Thick Card Board – We are FLUSH with cardboard boxes as they take up so much room in the recycling bin that they have piled up in the garage. I picked the sturdiest I had and cut it up into a few different sized rectangles. I used the largest one so that the piece could be made with many rows of yarn done by a class of 25 kids!
Yarn – This is where you can go wild with texture and colours. I hit up my local Spotlight store for the biggest range as I had none on hand at home, but you can ask your class to bring in a ball each. The benefit of sourcing it all yourself is that you can have some control over the colour flow and ensure that you get a variety of sizes for visual interest. With the many different kids in mind, I went for a wide selection of types and let the kids pick the ones that spoke to them.
First you will need to make the loom.
Take one of the cardboard rectangles and mark a horizontal line at least 5 centimetres in from each edge of two opposite ends. Draw the line running parallel to the edges. Next, mark off 1/2 centimetre sections along the edge and cut those perpendicular from the cardboard’s edge to the horizontal line you just drew. Do the same on the opposite end and these will establish your loom anchors for the warp threads.
Next, make the base warp threads of the loom. Start by choosing a your base colour of yarn in a small weight. Tie one end to the first section of the loom edge and then drag the yarn down and through then first gap at the other edge wrapping the yarn back up to the top and through the first gap there. Continue wrapping the warp thread like this until every gap has yarn run through it. Tie the yarn off at the last loom edge.
To make it easy for the kids, I started and ended the weaving myself with tight and precise weaving with thin yarn.
Basically it is just Over and Under the warp threads with their chosen (weft) yarn leaving tails of their yarn at either end of their turn. These tails of yarn will be secured into the back of the final weaving at the very end so that it does not unravel. I temporarily secured them with paper tape along the side of the loom.

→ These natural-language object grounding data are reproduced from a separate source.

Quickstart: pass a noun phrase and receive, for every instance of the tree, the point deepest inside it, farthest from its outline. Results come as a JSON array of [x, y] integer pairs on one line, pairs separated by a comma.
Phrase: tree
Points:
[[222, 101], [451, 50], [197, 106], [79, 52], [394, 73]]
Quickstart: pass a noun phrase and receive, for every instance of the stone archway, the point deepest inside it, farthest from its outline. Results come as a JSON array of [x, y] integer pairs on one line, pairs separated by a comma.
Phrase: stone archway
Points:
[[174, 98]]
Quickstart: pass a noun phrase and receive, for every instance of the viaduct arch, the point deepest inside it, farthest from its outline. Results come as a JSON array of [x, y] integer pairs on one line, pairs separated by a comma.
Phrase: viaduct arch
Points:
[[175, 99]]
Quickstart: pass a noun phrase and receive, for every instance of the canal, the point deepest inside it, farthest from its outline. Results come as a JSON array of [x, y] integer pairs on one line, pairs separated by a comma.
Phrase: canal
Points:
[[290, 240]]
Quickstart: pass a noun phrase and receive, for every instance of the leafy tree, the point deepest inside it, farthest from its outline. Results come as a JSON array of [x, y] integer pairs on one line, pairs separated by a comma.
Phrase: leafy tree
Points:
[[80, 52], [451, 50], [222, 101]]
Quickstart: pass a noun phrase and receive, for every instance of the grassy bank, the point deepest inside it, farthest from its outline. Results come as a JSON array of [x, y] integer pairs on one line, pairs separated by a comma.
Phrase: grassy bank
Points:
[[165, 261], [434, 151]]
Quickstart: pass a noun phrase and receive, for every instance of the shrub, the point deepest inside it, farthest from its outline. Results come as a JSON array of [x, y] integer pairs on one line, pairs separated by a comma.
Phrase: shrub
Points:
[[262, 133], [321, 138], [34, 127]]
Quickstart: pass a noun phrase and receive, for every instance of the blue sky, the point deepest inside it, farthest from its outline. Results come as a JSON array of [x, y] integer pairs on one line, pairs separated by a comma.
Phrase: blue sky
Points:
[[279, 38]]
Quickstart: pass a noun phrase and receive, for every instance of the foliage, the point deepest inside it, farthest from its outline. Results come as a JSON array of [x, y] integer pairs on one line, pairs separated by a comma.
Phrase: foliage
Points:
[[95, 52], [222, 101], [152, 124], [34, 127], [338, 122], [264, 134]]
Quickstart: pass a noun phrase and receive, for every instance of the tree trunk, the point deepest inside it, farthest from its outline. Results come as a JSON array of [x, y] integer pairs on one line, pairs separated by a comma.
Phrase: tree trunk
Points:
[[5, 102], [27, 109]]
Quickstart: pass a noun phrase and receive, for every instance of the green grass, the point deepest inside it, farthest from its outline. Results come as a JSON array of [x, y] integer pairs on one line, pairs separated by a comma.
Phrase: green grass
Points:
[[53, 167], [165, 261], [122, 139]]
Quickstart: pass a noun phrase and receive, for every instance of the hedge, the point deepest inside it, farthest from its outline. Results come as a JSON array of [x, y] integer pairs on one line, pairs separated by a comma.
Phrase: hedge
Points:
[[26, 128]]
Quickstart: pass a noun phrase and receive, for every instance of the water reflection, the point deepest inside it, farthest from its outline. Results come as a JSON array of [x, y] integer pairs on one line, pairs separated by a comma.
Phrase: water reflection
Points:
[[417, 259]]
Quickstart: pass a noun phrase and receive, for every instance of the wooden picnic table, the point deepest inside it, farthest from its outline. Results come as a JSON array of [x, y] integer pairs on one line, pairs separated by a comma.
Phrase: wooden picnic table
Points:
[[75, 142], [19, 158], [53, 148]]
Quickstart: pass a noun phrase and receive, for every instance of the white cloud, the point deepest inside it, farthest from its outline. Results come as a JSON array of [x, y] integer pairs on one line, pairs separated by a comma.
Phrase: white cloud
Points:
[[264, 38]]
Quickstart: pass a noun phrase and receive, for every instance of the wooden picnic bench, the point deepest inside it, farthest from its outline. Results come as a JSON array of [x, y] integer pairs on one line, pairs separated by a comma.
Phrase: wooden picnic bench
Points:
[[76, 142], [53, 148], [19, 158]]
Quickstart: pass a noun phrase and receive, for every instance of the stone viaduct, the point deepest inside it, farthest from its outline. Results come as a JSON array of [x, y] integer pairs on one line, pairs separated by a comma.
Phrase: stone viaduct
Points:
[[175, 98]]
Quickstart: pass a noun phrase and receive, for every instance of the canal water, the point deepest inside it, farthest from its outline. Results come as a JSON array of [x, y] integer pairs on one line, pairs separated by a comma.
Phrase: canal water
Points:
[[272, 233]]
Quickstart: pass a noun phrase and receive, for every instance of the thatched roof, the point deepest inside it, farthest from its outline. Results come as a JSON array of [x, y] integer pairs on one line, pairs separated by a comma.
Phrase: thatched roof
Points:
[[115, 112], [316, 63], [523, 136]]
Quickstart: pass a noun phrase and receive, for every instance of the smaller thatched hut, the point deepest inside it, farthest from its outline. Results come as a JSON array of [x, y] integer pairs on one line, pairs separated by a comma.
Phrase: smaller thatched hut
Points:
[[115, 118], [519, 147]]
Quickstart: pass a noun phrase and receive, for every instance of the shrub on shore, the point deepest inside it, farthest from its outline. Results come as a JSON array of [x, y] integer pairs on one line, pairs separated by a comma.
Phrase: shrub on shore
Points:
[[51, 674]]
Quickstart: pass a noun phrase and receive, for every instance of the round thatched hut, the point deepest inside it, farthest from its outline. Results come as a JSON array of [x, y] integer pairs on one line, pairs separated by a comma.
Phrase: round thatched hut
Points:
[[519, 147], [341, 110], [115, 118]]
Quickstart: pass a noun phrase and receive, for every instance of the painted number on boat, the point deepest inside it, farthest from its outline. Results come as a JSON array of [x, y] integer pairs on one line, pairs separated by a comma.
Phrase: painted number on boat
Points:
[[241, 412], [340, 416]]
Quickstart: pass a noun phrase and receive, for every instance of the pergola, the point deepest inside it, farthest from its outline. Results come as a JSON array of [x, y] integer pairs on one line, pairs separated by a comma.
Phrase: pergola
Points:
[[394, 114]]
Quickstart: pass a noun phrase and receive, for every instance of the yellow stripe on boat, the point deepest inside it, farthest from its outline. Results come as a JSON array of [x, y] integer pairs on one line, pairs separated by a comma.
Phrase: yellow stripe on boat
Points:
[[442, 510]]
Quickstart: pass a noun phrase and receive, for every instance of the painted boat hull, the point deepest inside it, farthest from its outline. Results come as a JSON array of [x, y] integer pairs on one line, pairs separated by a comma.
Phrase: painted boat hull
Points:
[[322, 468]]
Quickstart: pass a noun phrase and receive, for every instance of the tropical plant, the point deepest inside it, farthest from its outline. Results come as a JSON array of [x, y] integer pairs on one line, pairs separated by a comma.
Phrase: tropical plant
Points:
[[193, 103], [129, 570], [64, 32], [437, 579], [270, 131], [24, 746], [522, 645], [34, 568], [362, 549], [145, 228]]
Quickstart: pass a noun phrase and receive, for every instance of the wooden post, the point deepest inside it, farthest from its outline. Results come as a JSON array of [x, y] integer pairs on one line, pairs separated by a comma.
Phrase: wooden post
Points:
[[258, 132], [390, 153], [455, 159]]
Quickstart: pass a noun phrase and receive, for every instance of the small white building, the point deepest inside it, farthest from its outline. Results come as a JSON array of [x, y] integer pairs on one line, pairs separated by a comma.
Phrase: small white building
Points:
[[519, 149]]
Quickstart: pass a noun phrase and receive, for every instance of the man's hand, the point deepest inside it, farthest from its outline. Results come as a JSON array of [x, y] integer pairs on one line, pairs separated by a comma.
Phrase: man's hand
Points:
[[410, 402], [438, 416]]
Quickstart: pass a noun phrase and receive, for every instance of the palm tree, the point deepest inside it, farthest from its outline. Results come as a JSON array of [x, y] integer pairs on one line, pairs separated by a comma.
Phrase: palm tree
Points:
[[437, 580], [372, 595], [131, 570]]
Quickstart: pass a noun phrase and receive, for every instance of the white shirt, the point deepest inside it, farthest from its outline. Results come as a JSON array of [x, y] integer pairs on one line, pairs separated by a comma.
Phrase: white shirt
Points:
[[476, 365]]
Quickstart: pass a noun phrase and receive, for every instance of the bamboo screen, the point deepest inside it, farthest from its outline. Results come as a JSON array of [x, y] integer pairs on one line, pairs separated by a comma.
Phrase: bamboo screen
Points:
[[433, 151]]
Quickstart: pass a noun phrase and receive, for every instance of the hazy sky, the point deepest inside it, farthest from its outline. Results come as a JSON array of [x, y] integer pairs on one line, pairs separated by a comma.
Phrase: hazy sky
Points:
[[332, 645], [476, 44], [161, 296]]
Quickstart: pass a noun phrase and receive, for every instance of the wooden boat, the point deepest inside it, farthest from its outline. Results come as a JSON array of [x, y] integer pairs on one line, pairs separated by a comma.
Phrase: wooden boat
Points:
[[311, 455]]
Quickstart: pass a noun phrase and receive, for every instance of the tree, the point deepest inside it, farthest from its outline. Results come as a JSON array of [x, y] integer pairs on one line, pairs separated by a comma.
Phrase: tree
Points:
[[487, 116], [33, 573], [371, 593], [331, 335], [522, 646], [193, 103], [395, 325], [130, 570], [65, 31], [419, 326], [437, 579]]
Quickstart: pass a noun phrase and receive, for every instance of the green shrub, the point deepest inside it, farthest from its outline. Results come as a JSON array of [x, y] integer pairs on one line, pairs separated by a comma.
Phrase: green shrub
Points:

Now here is my tip. If you are doing a large piece and/or working with younger kids, this will actually take a LONG time. I worked out that it was about 45-60 minutes per 2 kids making this about a 12-15 hour long project in total. (That includes the time I spent sawing the dang olive branch off the tree and finishing the many little tails of yarn into the back.) To speed it up, I decided after a few sets of kids to make a “tunnel” tool so that they did not have to actually go “over/under” each thread. It was a complete hack job, but just took two pieces of paper taped together lengthwise and then rolled a bit to create small sides. I lifted every other warp thread and slid the paper through and the kids just had to tunnel their yarn through keeping the paper as the floor and the yarn as the roof. Bigger kids probably would not have had to use this method nor would they need as much supervision but six and seven year olds found it much easier and quicker this way.
When we were all done, I finished the piece and cut it off the loom. Before cutting, I taped the warp threads down on the back just in case it started to unravel and cut leaving more length for the top. Paper tape comes off easily. The bottom warp yarn was split into three string sections and tied into simple tassels. The top warp yarn was split into sections of three strings as well and tied off, but then I braided three of those together to end up with a number of “ropes” at the top to secure to the branch. It was all just a sort of feel as you go process, so I am sure it can be done a number of ways. In the end, I thought it looked nice to have the thicker ropes to balance the large piece on the branch. I then just tied some yarn to the branch ends that matched the warp threads to become a hanger.
I will let you know how the auction goes (and if I am the winning bidder!) I hope this helps give others ideas for a different sort of auction piece that anyone would love to have brighten up their home!